Configure Job Schedulers#
The ClusterWareAI ™ software supports integration with the Slurm and OpenPBS job schedulers. Job schedulers are used to manage and run workloads requested by multiple users. The job scheduler grants each user a portion of the cluster resources for a given time to run their job.
Slurm is designed for batch workloads, such as AI training, scientific simulations, or data analysis tasks. Slurm is fast and easy to use when a workload has a defined ending and when you know the scope of resources required for the job. Slurm can also plan for future resource needs and schedule jobs based on availability in the future, which optimizes cluster usage over time.
The ClusterWareAI software also supports integration with Kubernetes. Kubernetes excels at scaling applications to handle high traffic or large datasets for workloads that run continuously. Kubernetes could be a good choice for AI inference, for example, whereas Slurm could be a good choice for AI training. See Configure Kubernetes for details.
The default ClusterWareAI installation for RHEL/CentOS includes the Slurm and OpenPBS (RHEL/CentOS 8 only) packages. It is recommended to install these optional packages on a separate administrative node or scheduler server from the ClusterWareAI head node. While the two schedulers can coexist on the same server, only one can be enabled and executing on the server at any time.
Note
The ClusterWareAI software no longer ships with PBS TORQUE. However, PBS TORQUE is available in older ClusterWareAI EL7 packages, which are no longer updated. While PBS TORQUE is no longer tested, you should be able to run it with your ClusterWareAI cluster.
Job Scheduler Configuration Prerequisites#
Complete the following steps before installing and configuring Slurm or OpenPBS to work with the ClusterWareAI platform.
Resolve Job Scheduler Hostname#
All nodes in the job scheduler cluster must be able to resolve hostnames of all other nodes as well as the scheduler server hostname. The ClusterWareAI platform provides a DNS server in the clusterware-dnsmasq package, as discussed in Node Name Resolution. This dnsmasq resolves all compute node hostnames.
Add the job scheduler's hostname to
/etc/hostson the head node(s) to be resolved by dnsmasq.Restart the clusterware-dnsmasq service after editing
/etc/hostsby running:sudo systemctl restart clusterware-dnsmasq
Create Job Scheduler Image#
Installing and configuring a job scheduler requires making changes to the compute node software. When using image-based compute nodes, clone the DefaultImage to create a new image, leaving untouched the DefaultImage as a basic known-functional pristine image.

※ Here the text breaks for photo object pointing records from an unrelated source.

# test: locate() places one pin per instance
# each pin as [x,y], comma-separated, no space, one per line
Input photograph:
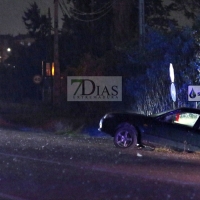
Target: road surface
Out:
[46,166]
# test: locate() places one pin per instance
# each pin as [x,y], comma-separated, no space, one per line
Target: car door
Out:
[177,127]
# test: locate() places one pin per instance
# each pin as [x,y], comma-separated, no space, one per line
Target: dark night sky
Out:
[11,12]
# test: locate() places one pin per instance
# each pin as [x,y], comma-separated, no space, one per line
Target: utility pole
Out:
[141,22]
[56,80]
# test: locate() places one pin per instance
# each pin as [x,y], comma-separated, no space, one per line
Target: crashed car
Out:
[179,128]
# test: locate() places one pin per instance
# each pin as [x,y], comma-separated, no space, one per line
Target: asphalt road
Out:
[46,166]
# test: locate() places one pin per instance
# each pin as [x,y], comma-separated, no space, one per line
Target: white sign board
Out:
[194,93]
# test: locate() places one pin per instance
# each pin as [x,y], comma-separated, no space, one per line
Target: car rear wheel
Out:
[125,137]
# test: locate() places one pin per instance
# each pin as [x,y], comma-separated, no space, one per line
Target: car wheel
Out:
[125,137]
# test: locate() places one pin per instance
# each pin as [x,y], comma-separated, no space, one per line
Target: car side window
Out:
[188,119]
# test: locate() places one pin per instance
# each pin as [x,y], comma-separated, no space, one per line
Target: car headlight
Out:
[100,124]
[109,115]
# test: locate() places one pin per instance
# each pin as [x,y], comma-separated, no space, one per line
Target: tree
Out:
[190,8]
[151,89]
[38,26]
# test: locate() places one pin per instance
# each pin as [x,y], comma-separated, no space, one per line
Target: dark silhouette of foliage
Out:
[38,26]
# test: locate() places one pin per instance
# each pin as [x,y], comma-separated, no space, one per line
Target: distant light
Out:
[171,72]
[52,69]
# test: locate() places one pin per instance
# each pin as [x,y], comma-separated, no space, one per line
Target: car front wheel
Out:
[125,137]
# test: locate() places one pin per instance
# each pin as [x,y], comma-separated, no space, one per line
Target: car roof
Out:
[191,110]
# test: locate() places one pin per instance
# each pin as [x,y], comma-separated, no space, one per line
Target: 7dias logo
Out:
[94,88]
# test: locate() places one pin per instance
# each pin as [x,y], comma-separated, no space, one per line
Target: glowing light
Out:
[52,69]
[171,72]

For example, to set up nodes n0 through n3:
Clone the default image:
cw-imgctl -i DefaultImage clone name=jobschedImage
Clone the default boot configuration and add the new image to the new boot configuration:
cw-bootctl -i DefaultBoot clone name=jobschedBoot image=jobschedImage
Set the boot configuration with the new image on nodes n0-n3:
cw-nodectl -i n[0-3] set _boot_config=jobschedBoot
When these nodes reboot after all the Slurm- or OpenPBS-specific setup steps are complete, they will use the jobschedBoot and jobschedImage.
The following sections describe the installation and configuration of each job scheduler type.
Configure Slurm#
Tip
See https://slurm.schedmd.com/faq.html#torque for useful information about how to transition from OpenPBS or PBS TORQUE to Slurm.

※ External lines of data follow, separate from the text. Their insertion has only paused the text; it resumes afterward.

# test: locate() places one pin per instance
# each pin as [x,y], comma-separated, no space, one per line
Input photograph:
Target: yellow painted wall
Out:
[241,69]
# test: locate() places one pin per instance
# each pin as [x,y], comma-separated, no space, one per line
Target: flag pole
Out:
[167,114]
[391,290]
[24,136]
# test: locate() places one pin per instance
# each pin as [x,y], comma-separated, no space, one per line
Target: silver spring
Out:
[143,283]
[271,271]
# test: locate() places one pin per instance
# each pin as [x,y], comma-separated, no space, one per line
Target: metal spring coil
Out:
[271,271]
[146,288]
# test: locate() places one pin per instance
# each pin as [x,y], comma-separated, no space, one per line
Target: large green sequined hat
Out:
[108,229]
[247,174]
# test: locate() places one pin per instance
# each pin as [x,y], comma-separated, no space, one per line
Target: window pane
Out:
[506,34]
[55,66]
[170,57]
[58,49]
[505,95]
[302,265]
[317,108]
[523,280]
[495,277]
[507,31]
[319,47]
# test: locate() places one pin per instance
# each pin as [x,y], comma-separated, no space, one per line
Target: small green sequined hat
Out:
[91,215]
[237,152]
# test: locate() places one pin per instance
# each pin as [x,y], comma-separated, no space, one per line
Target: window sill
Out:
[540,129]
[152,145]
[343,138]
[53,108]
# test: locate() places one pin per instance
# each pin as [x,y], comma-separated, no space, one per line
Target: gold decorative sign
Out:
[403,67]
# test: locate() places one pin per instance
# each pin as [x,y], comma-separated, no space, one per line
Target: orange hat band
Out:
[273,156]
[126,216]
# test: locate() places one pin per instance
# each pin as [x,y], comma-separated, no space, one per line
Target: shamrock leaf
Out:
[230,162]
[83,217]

The default ClusterWareAI Slurm configuration is configless and uses dynamic Slurm nodes. This reduces the admin effort needed when updating the list of compute nodes. See https://slurm.schedmd.com/configless_slurm.html and https://slurm.schedmd.com/dynamic_nodes.html for more information.

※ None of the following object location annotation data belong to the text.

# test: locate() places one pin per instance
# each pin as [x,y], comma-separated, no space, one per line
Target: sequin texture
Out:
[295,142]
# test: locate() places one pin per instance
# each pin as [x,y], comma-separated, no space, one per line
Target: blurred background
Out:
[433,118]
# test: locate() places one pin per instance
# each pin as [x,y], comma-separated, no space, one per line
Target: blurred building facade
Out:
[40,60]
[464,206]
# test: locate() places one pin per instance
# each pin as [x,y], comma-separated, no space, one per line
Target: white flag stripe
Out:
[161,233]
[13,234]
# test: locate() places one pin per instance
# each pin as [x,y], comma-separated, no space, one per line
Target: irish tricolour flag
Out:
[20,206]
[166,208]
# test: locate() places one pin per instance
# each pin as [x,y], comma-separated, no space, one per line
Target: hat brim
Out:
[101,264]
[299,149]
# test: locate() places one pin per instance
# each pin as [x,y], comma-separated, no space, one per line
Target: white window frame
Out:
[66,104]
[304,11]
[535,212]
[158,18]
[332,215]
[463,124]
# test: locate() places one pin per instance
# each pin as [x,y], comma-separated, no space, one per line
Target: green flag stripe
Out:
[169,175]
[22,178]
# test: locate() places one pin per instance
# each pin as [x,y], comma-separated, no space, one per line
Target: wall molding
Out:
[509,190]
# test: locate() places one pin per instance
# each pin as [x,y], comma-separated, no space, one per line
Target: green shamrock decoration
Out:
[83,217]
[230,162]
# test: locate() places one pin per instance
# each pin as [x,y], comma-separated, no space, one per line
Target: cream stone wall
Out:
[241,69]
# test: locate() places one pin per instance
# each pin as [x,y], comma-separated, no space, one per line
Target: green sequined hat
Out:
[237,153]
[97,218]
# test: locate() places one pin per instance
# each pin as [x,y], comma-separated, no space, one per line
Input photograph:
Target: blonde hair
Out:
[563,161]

Alternatively, you can also configure ClusterWareAI and Slurm to use static nodes or a combination of static and dynamic nodes.
Dynamic Slurm Nodes (default): When new nodes are added to a ClusterWareAI cluster and booted with a Slurm image, they are automatically added to Slurm. Dynamic nodes are not automatically removed from Slurm scontrol, even if the node is removed or changed within the ClusterWareAI platform.
Static Slurm Nodes: Static nodes need to be manually configured to be added to Slurm. Static Slurm nodes were the default prior to the ClusterWareAI 13.0 release.
Mix of Dynamic and Static Slurm Nodes: You can use a mix of dynamic and static nodes. Dynamic and static nodes can use the same Slurm image.
Configless Slurm is enabled with "SlurmctldParameters=enable_configless" in
/etc/slurm/slurm.conf and a DNS SRV record called slurmctld_primary is
created. To see the details about the SRV record, run:
cw-clusterctl hosts -i slurmctld_primary ls -l
For clusters with a backup Slurm controller, create a slurmctld_backup DNS
SRV record:
cw-clusterctl --hidden hosts create name=slurmctld_backup port=6817 \
service=slurmctld domain=cluster.local target=backuphostname \
type=srvrec priority=20
Install Slurm#
Complete the job scheduler configuration prerequisites.
Install Slurm software on the job scheduler controller.
For RHEL/CentOS 8:
sudo dnf install slurm-cw --enablerepo=cw* --enablerepo=cw* --enablerepo=powertools
For RHEL/CentOS 9 and 10:
sudo dnf install slurm-cw --enablerepo=cw* --enablerepo=cw* --enablerepo=crb
Note
An additional RPM package,
slurm-cw-slurmrestd, is available. See https://slurm.schedmd.com/slurmrestd.html for details. Theslurm-cw-slurmrestdpackage is not installed by default. To install the package, rundnf --enablerepo=cw* --enablerepo=cw* install slurm-cw-slurmrestd.
Configure with Dynamic Slurm Nodes#
ClusterWareAI with Slurm uses dynamic Slurm nodes by default.
Use a helper script
slurm-cw.setupto complete the initialization and install the Slurm RPMs on the controller. You must have ClusterWareAI administrator permissions to run this command.slurm-cw.setup init
initgenerates/etc/slurm/slurm.conf,/etc/slurm/cgroup.conf, and/etc/slurm/slurmdbd.conf, starts munge, slurmctld, mariadb, and slurmdbd, and restarts slurmctld.For diskless nodes only: Set up the boot configuration and Slurm image and apply them to the compute nodes.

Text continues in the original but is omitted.